Asana, the business software company led by Facebook co-founder Dustin Moskovitz, was valued at nearly $4.5bn after making its debut on the US stock market.
Shares in the company opened at $27 and traded up to $29 in one of two hotly-anticipated direct listings on the New York Stock Exchange due on Wednesday.
Palantir, the data analysis company, will also enter the public markets through a direct listing, an alternative to a traditional initial public offering, but its shares had yet to price by lunchtime in New York.
Asana sells task-management software used by organisations including Google and Nasa. At its most recent equity fundraising in November 2018, the company was valued at $1.5bn.
The twin debuts provide a test for the direct listing process and their shared lead adviser, Morgan Stanley, as well as for Citadel Securities, the market maker overseeing the trading for both companies. Unlike in an IPO, Asana and Palantir have to match demand from public investors with supply from existing private shareholders to execute their first trades.
Both groups are listing on the NYSE, which on Tuesday released a reference price of $7.25 for Palantir, implying the company would have a market capitalisation of about $11.7bn. The exchange listed Asana’s reference price at $21.

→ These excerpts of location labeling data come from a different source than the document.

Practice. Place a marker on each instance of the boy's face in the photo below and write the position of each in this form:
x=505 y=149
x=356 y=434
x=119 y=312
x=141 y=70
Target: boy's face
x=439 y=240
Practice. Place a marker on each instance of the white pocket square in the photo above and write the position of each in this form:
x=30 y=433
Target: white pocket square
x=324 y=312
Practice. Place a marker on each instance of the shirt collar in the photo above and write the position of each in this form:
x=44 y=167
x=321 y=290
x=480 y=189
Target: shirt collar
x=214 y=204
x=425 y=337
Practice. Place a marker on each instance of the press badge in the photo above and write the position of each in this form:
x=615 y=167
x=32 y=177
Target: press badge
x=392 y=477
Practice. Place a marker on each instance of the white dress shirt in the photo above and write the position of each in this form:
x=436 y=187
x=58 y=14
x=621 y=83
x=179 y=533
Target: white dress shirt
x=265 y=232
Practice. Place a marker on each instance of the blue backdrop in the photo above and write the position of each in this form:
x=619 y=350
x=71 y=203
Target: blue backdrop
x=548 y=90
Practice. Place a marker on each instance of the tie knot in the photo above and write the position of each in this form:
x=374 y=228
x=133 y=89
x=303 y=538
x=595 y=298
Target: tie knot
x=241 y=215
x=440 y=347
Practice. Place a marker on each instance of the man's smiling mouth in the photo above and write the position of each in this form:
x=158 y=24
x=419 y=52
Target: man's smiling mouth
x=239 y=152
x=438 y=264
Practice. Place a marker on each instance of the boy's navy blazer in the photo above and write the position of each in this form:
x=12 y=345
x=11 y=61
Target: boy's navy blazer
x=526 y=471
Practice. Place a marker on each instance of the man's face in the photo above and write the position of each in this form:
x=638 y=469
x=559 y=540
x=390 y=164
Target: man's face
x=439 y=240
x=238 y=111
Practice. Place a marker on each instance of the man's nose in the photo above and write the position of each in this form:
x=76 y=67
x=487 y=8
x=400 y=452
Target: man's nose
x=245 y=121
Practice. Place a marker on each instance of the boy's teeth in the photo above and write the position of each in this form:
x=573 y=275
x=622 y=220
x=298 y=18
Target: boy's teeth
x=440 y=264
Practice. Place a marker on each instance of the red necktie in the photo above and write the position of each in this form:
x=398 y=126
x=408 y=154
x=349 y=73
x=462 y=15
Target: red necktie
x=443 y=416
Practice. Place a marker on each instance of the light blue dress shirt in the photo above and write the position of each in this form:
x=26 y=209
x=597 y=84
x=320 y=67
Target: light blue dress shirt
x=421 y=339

Reference prices, based on private trades, act as a guide to the market but are not the same as an IPO price, which is the amount investors pay for shares in a typical flotation. Both Slack and Spotify, which went public through direct listings, traded above their reference prices upon listing.
Asana and Palantir enter a hot market for new tech listings, following the cloud computing company Snowflake’s $3.4bn IPO. That marked the largest of the year and the biggest on record for a US software group.
“Both companies are fast growing and highly unprofitable,” said Bill Smith, chief executive of Renaissance Capital, a fund manager of IPO exchange traded funds. “Asana has achieved a sticky customer base and strong net retention, and Palantir has long contracts with its customers.”
Palantir stands apart from the Silicon Valley tech establishment for brandishing its close ties to the national security community.
The company is led by Alex Karp and co-founded by Peter Thiel, the venture capitalist whose support for President Donald Trump has placed him at odds with his more left-leaning peers. Along with another co-founder, Stephen Cohen, they will retain control of the company through a complex voting structure that has raised concerns among corporate governance watchdogs.
Unlike in similar direct listings, Palantir will keep the majority of its stock locked up for months after it goes public, allowing only a portion of its class A common stock to trade on the first day.
The direct listings join 11 IPOs this week, making it one of the year’s busiest. The run of flotations has tracked the booming stock market rally against the backdrop of the Covid-19 pandemic.
Proceeds raised in IPOs for the year have already eclipsed every year since 2014, when Alibaba set a record for the largest US listing, according to Refinitiv data.